Lebih lanjut, perusakan pada mangrove juga melanggar Undang-Undang Nomor 27 Tahun 2007 tentang Pengelolaan Wilayah Pesisir dan Pulau-Pulau Kecil, yang telah diubah dengan Undang-Undang Nomor 1 Tahun 2014. Undang-undang ini secara tegas menyatakan dalam pasal 35 huruf f bahwa “setiap orang dilarang melakukan kegiatan yang mengakibatkan kerusakan ekosistem mangrove”. Yang melanggar pasal ini diancam pidana 10 tahun dan denda 10 miliar rupiah.

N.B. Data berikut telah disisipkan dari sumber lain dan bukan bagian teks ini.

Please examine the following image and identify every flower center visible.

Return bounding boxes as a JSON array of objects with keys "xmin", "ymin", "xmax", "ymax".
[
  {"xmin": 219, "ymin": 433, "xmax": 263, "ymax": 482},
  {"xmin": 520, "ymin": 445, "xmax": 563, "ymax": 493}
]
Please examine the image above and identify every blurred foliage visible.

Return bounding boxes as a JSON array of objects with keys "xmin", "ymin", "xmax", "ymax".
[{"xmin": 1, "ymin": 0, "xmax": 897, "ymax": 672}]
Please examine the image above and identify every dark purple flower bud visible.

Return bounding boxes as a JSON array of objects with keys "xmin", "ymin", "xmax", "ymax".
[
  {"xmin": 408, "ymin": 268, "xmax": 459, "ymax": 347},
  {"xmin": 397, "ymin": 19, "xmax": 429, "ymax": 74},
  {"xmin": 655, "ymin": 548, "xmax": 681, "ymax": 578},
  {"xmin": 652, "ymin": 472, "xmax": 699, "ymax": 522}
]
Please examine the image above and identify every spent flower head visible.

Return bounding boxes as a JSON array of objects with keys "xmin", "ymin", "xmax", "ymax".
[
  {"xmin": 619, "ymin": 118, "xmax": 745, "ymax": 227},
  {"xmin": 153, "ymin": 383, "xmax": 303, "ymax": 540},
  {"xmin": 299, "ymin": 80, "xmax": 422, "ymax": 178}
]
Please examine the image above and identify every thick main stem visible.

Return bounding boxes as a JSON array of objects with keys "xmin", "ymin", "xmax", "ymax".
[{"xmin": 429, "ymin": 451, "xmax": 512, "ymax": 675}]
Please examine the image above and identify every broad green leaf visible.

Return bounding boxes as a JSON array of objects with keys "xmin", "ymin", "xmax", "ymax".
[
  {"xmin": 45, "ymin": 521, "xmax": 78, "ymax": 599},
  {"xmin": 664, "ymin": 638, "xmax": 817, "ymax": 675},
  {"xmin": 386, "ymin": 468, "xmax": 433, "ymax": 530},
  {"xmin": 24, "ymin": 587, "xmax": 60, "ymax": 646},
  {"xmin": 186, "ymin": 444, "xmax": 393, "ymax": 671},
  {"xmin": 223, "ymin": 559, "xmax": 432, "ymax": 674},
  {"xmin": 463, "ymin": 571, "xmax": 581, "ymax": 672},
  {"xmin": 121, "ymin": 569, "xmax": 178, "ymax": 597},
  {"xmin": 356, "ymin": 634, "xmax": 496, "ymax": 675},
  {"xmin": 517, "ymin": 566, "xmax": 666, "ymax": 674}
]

Lebih parahnya lagi, kami mendapati bahwa lokasi aktivitas tambang tersebut berada dalam Kawasan Pemanfaatan Umum Mangrove (KPU-M) sebagaimana diatur dalam Pasal 15 Peraturan Daerah Provinsi Sulawesi Tengah Nomor 10 Tahun 2017 tentang Rencana Zonasi Wilayah Pesisir dan Pulau-Pulau Kecil (RZWP3K). Yang berarti kawasan tersebut memenuhi ketentuan UU No. 1 Tahun 2014 diatas sebagai kawasan yang dilindungi dan hanya dapat dimanfaatkan secara terbatas untuk kegiatan yang mendukung kelestarian ekosistem mangrove, bukan untuk yang lain.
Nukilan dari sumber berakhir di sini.